We have had some clients interested in making use of corporate debt allocations in an effort to emulate “sophisticated” large corporate treasury departments. These departments tend to buy investment grade bonds and hold them to maturity, often opting to buy shorter dated bonds. Is there an easy way to do this without hiring a treasury team and trading hundreds or thousands of individual corporate bonds? And more importantly, is it advantageous to deploy such a strategy?
Target Date ETFs
A couple of asset managers have launched ETF bond families that have target year ETFs which hold bonds expiring in a particular year. This is yet another innovation in the ETF space where we see creative vehicles for holding particular strategies or market exposures. Many option based ETF strategies are similar in nature to these bond ETFs by the fact that there is an expiration date for the ETF which limits the risk and defines the return profile of the particular fund.
To give you a sense of the data, we plot some of the historical returns. First, the returns of a family of expiring investment grade bond ETFs prior to splicing the returns:
Source: Bloomberg
Splicing the returns and cumulating the returns:
Source: Bloomberg
First a word of Caution
Based on the result of our research, two things stand out:
- The returns have gaps at the end of the year as each ETF in the series matures and terminates. These gaps combined with low relative returns result in negative excess returns versus a 1-3 month Treasury index return. Accordingly, it seems holders are not being paid for the credit risk.
- 2020 saw an incredible 6% drawdown for IG bonds when liquidity was at a premium at the onset of the pandemic. If you are a Treasury department inside of a corporate treasury, perhaps you don’t necessarily have this mark to market risk. Conversely, if you really needed cash at that moment, the liquidity premium is real.
Some optimization
If we move the allocation by 6 months (taking slightly more duration risk) and avoid the wind down of the fund, the data changes to:
Source: Bloomberg
Source: Bloomberg
So by avoiding the ETF’s wind down, removing the uninvested periods and taking slightly more risk you end up with positive excess returns but you still would not avoid a liquidity crunch like we saw in 2020.

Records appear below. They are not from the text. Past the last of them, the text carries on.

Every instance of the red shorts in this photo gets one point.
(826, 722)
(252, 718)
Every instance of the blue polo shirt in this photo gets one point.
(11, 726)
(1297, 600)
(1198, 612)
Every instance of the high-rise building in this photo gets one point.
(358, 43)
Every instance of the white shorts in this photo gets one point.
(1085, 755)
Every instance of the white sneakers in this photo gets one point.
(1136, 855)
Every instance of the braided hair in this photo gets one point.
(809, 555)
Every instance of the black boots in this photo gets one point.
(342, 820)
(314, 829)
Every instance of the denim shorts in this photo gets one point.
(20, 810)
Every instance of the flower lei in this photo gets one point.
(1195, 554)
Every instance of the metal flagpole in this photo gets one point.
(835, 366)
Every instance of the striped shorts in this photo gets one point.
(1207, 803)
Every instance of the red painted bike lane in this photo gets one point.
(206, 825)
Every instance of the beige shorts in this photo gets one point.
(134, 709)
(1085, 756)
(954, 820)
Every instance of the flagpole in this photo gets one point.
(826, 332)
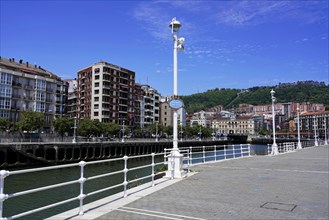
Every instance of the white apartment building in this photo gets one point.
(26, 87)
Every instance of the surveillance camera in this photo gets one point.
(181, 40)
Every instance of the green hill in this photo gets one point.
(305, 91)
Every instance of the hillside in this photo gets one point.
(305, 91)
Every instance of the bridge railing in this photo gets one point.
(202, 154)
(292, 146)
(81, 181)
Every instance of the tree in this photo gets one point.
(64, 125)
(31, 121)
(3, 124)
(110, 129)
(90, 127)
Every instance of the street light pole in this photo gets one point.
(325, 131)
(156, 132)
(175, 160)
(299, 145)
(315, 135)
(123, 131)
(274, 146)
(74, 140)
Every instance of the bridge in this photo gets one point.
(227, 185)
(291, 185)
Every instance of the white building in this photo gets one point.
(26, 87)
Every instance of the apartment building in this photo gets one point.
(309, 121)
(30, 87)
(149, 106)
(239, 125)
(72, 98)
(167, 113)
(106, 93)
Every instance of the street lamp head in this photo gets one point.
(174, 25)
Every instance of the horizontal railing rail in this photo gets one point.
(82, 180)
(193, 155)
(292, 146)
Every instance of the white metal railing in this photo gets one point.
(193, 155)
(81, 181)
(289, 146)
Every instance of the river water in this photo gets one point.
(21, 182)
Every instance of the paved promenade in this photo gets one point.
(288, 186)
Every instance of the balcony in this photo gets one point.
(16, 96)
(30, 87)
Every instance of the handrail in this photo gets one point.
(82, 179)
(190, 158)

Putting things in perspective
Let’s compare the result from our optimization above to a 1 to 3 year credit index:
Source: Bloomberg
As we can see above the two wealth paths are certainly different but the ending point is almost identical for the time period we examined. The spliced IG ETF series unbelievably has slightly higher vol, probably caused by the 2020 episode. Apart from 2020, the optimized Target date ETF strategy provides a decent way to take targeted credit exposure using these new ETF tools.
Now, most importantly: does this strategy outperform some of Treasure’s existing allocations? We are not able to discuss in detail in this blog due to regulatory restrictions around performance advertising but you can reach out to support@treasure.tech to request our analysis.
Conclusion
We reviewed here a potential allocation to Corporate bonds via an allocation to Fixed Income ETFs. While their risk characteristics might be appealing, the result is poor compared to some other available alternatives. This also begs the question: should corporate treasurer’s review their investment strategy?